Suaranya tipis, susunan kata-katanya selalu runtut. Ditambah kacamata minus dan tubuh tinggi semampai, Yohanes Surya Ph.D. begitu pas dengan predikatnya sebagai ilmuwan kawakan di negeri ini. Yo - begitu dia biasa disapa - jelas bukan sembarang orang. Gelar S1 Fisika diperolehnya dari FMIPA UI dengan predikat sangat memuaskan. Di usia 27 tahun, dia sudah meraih M.Sc. Fisika di College of William and Mary, Virginia, AS. Empat tahun kemudian, gelar Ph.D. direngkuhnya dari kampus yang sama. Hebatnya, dua gelar itu diembel-embeli predikat cum laude!
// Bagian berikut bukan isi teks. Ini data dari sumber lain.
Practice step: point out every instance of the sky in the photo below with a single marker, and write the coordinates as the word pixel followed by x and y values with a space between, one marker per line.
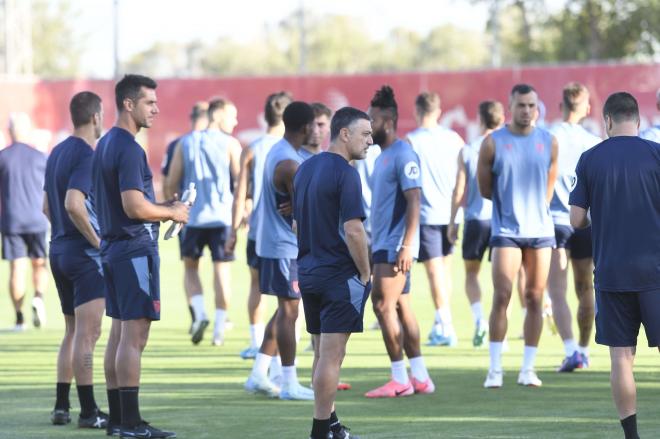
pixel 145 22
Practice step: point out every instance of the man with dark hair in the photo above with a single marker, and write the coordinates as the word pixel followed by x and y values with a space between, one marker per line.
pixel 209 159
pixel 22 222
pixel 572 140
pixel 438 149
pixel 477 214
pixel 277 249
pixel 653 131
pixel 333 258
pixel 128 219
pixel 199 121
pixel 75 260
pixel 395 244
pixel 322 116
pixel 250 180
pixel 618 183
pixel 517 169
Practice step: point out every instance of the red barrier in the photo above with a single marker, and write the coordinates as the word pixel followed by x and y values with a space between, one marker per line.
pixel 461 91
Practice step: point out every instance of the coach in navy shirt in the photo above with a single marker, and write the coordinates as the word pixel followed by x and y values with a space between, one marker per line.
pixel 74 258
pixel 22 222
pixel 333 257
pixel 128 219
pixel 618 181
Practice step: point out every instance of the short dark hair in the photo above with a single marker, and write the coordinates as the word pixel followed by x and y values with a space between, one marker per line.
pixel 344 118
pixel 384 99
pixel 129 87
pixel 427 102
pixel 570 93
pixel 83 107
pixel 296 115
pixel 621 106
pixel 320 109
pixel 522 89
pixel 274 108
pixel 491 114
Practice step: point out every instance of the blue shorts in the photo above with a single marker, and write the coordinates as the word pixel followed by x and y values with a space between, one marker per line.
pixel 577 241
pixel 251 254
pixel 389 257
pixel 476 239
pixel 78 277
pixel 619 316
pixel 196 238
pixel 336 309
pixel 503 241
pixel 279 277
pixel 133 288
pixel 22 245
pixel 433 242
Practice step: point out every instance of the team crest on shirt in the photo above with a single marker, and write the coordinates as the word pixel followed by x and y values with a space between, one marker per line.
pixel 411 170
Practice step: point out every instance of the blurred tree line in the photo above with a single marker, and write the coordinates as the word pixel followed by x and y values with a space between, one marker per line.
pixel 518 31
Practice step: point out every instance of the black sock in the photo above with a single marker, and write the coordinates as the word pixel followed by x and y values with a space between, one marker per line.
pixel 629 425
pixel 335 425
pixel 62 395
pixel 320 428
pixel 88 405
pixel 114 406
pixel 130 409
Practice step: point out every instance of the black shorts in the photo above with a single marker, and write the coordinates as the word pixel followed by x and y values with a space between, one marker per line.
pixel 476 239
pixel 577 241
pixel 433 242
pixel 78 277
pixel 336 309
pixel 22 245
pixel 195 239
pixel 619 316
pixel 251 254
pixel 389 257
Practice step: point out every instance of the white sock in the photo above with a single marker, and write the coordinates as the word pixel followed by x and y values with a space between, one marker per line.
pixel 477 312
pixel 289 376
pixel 260 366
pixel 220 318
pixel 399 373
pixel 257 335
pixel 529 356
pixel 570 346
pixel 197 302
pixel 495 349
pixel 418 369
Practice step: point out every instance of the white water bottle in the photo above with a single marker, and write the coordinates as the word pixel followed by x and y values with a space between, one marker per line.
pixel 188 198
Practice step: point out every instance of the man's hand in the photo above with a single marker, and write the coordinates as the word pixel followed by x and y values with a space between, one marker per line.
pixel 403 260
pixel 452 233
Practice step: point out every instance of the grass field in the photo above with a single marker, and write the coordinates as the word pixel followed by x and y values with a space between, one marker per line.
pixel 197 390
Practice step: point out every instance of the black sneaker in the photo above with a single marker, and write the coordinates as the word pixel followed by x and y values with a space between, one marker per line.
pixel 60 417
pixel 98 419
pixel 343 432
pixel 144 431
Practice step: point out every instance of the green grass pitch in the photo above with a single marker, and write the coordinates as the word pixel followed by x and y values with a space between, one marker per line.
pixel 197 391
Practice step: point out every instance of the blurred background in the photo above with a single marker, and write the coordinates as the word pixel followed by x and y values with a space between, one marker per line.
pixel 337 52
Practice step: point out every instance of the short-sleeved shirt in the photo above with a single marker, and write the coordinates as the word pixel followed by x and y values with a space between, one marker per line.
pixel 120 164
pixel 69 166
pixel 22 170
pixel 619 182
pixel 572 141
pixel 396 171
pixel 437 149
pixel 327 193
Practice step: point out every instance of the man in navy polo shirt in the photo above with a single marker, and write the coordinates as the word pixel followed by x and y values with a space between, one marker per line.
pixel 333 257
pixel 128 219
pixel 618 182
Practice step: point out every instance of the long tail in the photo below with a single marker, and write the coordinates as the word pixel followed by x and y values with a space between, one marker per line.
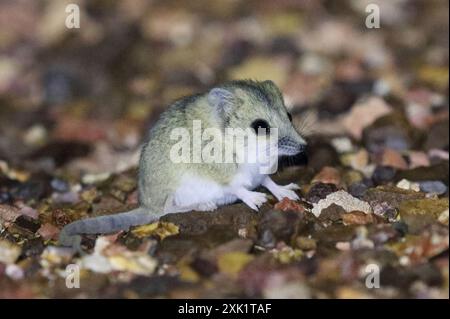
pixel 70 234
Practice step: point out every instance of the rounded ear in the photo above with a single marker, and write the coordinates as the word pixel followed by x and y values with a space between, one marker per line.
pixel 221 99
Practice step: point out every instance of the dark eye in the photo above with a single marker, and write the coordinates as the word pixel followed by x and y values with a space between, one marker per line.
pixel 261 125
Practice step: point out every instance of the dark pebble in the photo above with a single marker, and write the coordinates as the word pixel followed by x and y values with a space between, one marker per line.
pixel 358 189
pixel 434 187
pixel 383 175
pixel 204 267
pixel 401 228
pixel 60 185
pixel 320 191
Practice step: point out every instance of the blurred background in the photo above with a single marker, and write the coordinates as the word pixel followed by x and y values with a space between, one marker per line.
pixel 75 104
pixel 66 93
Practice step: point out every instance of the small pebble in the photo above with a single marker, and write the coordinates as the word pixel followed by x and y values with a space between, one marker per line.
pixel 433 187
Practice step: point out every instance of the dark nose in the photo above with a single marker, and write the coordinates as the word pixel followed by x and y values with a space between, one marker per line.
pixel 302 148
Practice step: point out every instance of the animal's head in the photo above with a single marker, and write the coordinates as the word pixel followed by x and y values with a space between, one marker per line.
pixel 260 107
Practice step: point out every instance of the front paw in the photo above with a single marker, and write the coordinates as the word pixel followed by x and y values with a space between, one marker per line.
pixel 254 200
pixel 286 191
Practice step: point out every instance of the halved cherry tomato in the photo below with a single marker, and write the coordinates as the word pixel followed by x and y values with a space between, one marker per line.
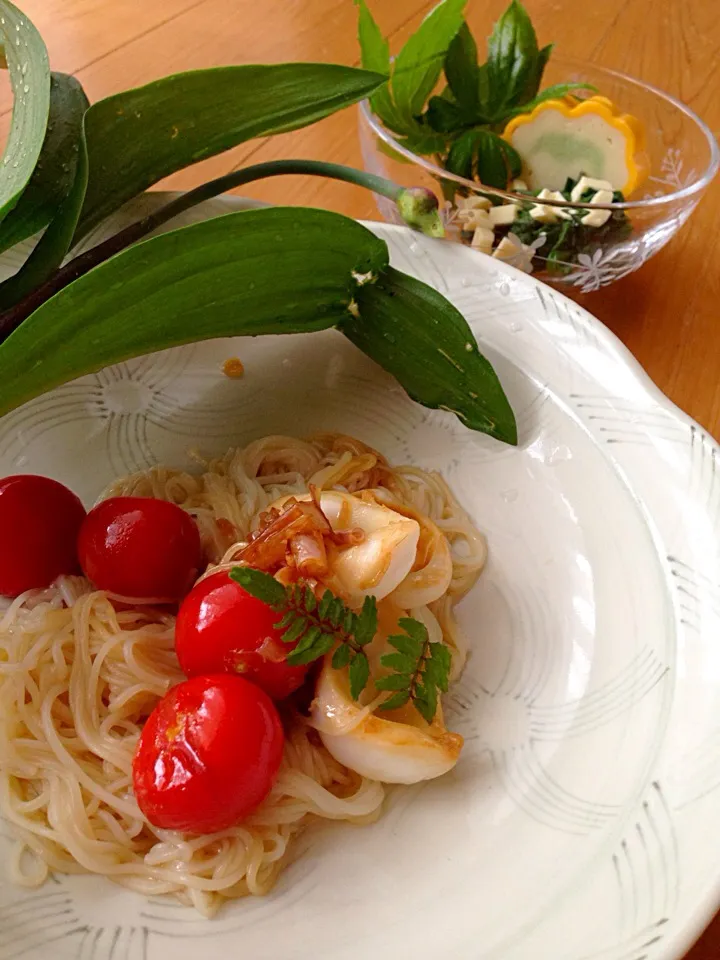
pixel 140 548
pixel 208 755
pixel 221 628
pixel 39 520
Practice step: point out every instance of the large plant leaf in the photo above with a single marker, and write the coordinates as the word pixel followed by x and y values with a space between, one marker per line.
pixel 50 250
pixel 249 272
pixel 418 65
pixel 413 332
pixel 54 174
pixel 279 270
pixel 27 61
pixel 142 135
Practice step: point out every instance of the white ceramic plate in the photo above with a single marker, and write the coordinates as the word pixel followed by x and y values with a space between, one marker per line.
pixel 582 820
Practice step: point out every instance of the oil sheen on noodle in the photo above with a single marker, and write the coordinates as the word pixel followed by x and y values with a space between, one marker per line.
pixel 79 674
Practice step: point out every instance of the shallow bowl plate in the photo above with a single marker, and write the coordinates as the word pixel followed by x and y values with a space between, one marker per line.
pixel 581 821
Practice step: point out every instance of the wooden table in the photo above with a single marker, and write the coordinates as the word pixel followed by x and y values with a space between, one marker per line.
pixel 667 313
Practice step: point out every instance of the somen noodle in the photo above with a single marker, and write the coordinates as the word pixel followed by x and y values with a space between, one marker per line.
pixel 80 671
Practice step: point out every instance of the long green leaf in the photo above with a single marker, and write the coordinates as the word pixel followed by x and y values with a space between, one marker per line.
pixel 418 65
pixel 281 270
pixel 54 174
pixel 27 61
pixel 50 250
pixel 140 136
pixel 413 332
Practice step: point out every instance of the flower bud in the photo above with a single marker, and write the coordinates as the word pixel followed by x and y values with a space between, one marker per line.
pixel 418 207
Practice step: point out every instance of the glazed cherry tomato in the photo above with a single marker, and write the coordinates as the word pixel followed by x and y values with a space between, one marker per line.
pixel 221 628
pixel 208 754
pixel 141 548
pixel 39 520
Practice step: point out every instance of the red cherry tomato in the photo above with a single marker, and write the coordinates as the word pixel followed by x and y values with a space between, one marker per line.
pixel 141 548
pixel 39 520
pixel 208 755
pixel 221 628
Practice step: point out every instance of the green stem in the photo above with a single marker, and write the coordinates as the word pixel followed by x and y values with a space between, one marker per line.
pixel 12 318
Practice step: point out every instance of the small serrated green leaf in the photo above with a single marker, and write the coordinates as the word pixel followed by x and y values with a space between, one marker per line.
pixel 400 662
pixel 359 674
pixel 341 657
pixel 336 612
pixel 366 622
pixel 414 628
pixel 418 64
pixel 461 69
pixel 260 585
pixel 310 602
pixel 324 606
pixel 287 619
pixel 308 640
pixel 393 681
pixel 397 700
pixel 425 700
pixel 512 56
pixel 296 630
pixel 321 646
pixel 407 645
pixel 437 667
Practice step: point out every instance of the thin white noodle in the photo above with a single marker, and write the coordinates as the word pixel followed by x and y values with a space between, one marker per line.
pixel 79 677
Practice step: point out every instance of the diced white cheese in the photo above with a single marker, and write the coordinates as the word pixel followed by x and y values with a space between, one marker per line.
pixel 602 196
pixel 483 239
pixel 474 218
pixel 543 214
pixel 505 250
pixel 503 215
pixel 561 212
pixel 598 218
pixel 588 183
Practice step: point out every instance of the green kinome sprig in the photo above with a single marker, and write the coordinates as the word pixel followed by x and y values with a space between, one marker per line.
pixel 461 125
pixel 417 670
pixel 69 164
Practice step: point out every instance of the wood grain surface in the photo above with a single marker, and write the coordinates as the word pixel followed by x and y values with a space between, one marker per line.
pixel 667 314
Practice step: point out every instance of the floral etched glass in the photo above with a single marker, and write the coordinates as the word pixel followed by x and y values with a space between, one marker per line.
pixel 683 158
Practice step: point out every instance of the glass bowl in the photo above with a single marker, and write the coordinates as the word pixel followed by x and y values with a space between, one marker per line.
pixel 683 158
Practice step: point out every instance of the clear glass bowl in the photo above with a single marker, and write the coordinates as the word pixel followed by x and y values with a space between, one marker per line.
pixel 683 157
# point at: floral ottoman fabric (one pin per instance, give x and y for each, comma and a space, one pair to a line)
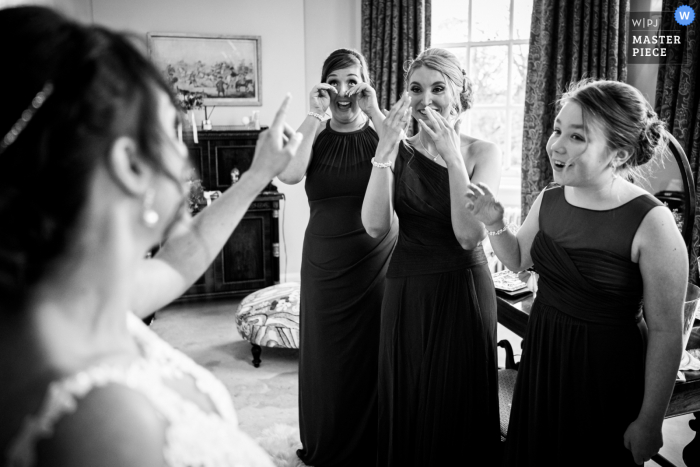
270, 316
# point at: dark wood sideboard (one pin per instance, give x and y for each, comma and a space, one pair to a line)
250, 260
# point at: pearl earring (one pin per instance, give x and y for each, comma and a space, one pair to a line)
149, 216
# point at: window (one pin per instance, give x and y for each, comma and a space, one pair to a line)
491, 37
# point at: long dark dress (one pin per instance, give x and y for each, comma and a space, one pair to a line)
581, 377
342, 284
438, 388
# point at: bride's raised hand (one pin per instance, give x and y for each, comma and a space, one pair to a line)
394, 127
366, 98
484, 206
320, 98
444, 134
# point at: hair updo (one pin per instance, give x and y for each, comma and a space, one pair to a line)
626, 118
103, 88
344, 58
447, 63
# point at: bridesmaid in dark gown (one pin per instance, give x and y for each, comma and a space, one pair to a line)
597, 369
342, 272
438, 389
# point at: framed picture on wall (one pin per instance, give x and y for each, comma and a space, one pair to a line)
224, 70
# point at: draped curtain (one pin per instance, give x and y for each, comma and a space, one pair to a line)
678, 98
568, 41
393, 31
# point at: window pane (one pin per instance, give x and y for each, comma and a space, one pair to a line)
521, 19
489, 125
461, 54
490, 20
489, 74
450, 21
519, 72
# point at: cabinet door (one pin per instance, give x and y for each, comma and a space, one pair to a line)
226, 155
246, 262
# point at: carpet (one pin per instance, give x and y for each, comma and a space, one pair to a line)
267, 398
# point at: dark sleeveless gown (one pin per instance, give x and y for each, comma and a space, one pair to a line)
342, 284
438, 388
581, 377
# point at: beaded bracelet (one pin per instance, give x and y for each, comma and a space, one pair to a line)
381, 165
497, 232
314, 114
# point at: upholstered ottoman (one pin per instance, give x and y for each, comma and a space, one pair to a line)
270, 317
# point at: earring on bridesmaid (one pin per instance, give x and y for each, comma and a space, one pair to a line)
149, 216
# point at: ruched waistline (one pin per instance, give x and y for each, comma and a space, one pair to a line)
412, 260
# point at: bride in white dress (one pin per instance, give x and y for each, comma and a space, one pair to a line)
92, 179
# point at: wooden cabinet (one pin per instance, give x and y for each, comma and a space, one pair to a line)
250, 258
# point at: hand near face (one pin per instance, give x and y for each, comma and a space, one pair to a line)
320, 99
276, 146
366, 98
394, 126
444, 134
484, 206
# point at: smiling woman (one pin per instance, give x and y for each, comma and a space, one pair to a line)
343, 268
437, 350
85, 382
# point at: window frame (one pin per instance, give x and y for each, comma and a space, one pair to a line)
509, 107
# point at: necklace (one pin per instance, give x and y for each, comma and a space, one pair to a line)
426, 149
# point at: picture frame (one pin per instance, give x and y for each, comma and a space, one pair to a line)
225, 69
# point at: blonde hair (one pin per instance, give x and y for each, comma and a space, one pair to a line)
445, 62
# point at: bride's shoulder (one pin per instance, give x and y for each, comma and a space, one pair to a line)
112, 425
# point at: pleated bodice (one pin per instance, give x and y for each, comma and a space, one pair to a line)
342, 284
583, 257
427, 243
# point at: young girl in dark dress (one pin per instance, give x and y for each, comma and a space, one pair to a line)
437, 357
597, 368
343, 269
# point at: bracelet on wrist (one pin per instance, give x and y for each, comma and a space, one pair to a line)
495, 233
314, 114
381, 165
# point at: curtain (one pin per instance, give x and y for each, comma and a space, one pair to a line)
678, 98
568, 41
393, 31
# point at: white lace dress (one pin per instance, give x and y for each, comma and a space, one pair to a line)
194, 437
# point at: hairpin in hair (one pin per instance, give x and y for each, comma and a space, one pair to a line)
27, 115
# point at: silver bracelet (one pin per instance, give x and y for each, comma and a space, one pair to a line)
500, 231
381, 165
314, 114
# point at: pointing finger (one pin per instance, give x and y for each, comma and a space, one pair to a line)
278, 121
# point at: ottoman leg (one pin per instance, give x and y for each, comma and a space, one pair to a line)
256, 350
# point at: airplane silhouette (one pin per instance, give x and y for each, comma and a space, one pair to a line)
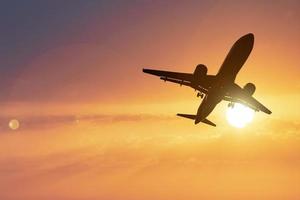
214, 88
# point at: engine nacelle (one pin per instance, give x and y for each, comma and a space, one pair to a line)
200, 72
250, 88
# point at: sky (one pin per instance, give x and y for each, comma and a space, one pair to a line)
93, 126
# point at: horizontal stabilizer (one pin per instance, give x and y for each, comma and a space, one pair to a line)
193, 117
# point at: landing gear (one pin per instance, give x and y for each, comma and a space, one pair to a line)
201, 95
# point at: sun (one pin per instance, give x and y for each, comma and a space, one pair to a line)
239, 115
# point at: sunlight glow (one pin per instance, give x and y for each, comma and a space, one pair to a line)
239, 115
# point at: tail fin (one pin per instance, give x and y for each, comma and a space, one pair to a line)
193, 117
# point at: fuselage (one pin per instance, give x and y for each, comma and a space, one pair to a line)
225, 78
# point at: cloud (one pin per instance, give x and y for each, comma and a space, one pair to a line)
52, 121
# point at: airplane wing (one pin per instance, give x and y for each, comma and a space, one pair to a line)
193, 117
238, 95
186, 79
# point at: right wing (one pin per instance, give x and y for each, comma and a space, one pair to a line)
186, 79
206, 121
238, 95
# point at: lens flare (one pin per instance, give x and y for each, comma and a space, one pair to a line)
239, 115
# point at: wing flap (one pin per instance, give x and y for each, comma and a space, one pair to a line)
186, 79
240, 96
193, 117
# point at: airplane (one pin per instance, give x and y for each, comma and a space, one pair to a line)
215, 88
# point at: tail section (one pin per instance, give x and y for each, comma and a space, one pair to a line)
193, 117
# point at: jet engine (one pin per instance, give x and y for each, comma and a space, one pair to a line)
200, 72
249, 88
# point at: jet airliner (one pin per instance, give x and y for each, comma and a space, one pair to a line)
215, 88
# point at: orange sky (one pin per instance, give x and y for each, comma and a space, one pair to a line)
93, 126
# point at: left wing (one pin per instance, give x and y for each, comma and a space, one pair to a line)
238, 95
186, 79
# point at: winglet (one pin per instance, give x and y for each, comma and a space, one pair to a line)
193, 117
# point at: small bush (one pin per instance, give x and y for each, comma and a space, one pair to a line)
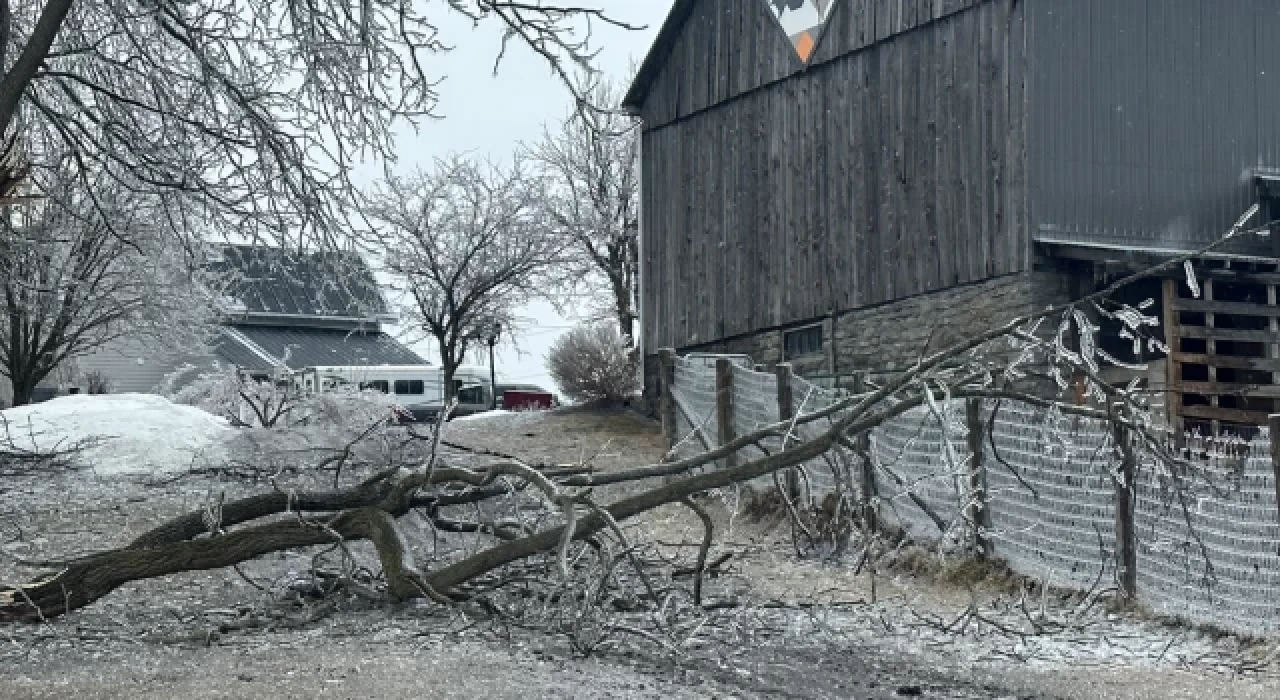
592, 362
97, 383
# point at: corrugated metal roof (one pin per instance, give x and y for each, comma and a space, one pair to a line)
323, 284
245, 347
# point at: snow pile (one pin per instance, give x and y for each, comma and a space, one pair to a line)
484, 416
135, 433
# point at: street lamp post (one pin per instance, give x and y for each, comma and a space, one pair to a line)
494, 330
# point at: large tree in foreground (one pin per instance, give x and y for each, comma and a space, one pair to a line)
592, 165
471, 243
81, 269
241, 117
571, 552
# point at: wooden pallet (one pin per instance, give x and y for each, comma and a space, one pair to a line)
1224, 364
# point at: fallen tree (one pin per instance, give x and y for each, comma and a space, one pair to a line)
1002, 362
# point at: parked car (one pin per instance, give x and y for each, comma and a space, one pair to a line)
524, 397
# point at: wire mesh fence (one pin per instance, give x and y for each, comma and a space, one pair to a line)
1207, 532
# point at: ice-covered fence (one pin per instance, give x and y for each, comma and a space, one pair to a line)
1208, 543
1228, 511
923, 454
1051, 493
695, 402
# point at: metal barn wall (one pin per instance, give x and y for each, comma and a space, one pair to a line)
888, 172
1147, 114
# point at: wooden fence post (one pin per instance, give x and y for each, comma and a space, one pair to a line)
667, 402
865, 467
977, 509
1127, 536
725, 406
786, 411
1274, 431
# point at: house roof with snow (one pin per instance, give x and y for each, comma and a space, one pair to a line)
265, 282
296, 309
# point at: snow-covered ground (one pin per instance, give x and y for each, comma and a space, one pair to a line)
129, 433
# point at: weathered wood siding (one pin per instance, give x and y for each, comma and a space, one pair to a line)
891, 170
727, 47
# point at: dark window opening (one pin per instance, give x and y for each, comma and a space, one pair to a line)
804, 342
471, 394
410, 387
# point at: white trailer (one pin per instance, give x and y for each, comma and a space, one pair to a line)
419, 388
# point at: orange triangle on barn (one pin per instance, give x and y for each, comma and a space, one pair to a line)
801, 21
804, 45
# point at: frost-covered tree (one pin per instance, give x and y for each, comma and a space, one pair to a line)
471, 243
241, 117
80, 269
592, 362
592, 165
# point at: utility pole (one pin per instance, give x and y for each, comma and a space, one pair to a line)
494, 330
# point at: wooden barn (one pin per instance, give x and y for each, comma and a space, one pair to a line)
832, 183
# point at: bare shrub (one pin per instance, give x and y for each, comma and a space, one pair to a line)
593, 362
97, 383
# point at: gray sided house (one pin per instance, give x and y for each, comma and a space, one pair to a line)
833, 183
280, 310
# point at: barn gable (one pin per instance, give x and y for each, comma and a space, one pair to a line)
707, 53
855, 24
891, 170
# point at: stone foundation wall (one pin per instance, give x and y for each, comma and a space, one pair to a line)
892, 335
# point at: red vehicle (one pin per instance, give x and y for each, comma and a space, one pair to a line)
525, 398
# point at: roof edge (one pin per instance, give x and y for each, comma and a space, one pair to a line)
657, 55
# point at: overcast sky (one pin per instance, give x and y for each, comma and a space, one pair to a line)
490, 115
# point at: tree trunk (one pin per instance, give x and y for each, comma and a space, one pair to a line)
622, 311
448, 367
23, 387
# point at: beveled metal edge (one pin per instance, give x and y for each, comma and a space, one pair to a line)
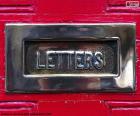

Tak kalah fenomenal, kiprahnya sebagai lokomotif Tim Olimpiade Fisika Indonesia (TOFI). Dua tahun terakhir, prestasi TOFI sedang meroket. Di Bali, Juli 2002, pada Olimpiade Fisika Internasional XXXIII TOFI menyabet tiga emas (dari total 20 yang diperebutkan), satu perak, dan satu perunggu. Sedangkan di Olimpiade Fisika Asia ke-4 di Bangkok, April 2003, mereka menyabet enam emas dan dua honorable mention, sekaligus "merampok" gelar juara umum!

Lucunya, Yo sebenarnya masuk Jurusan Fisika karena terpaksa. "Saat itu enggak ada pilihan lain," kata blasteran ayah Bandung dan ibu Ciamis ini.

Gairah turun naik

Ceritanya, selepas SMA kondisi ekonomi keluarga Yo sangat memprihatinkan. Ayahnya yang pensiunan tentara cuma punya warung kecil di Pulo kambing, Jakarta Timur. Tak heran enam kakaknya terpaksa tidak kuliah. Yo sendiri (anak ketujuh dari sembilan bersaudara) bisa kuliah melalui jalur PMDK. Meski begitu, batin Yo muda belum sepenuhnya gembira.

Bapaknya bilang, sarjana fisika paling banter cuma bisa jadi dosen atau guru. "Saya dari keluarga miskin. Kalau akhirnya jadi miskin juga, 'kan enggak ada perubahan," kenang Yo getir. Susahnya, tak ada pilihan lain. Akhirnya, dibantu bea-siswa Supersemar, jadilah ia mahasiswa UI.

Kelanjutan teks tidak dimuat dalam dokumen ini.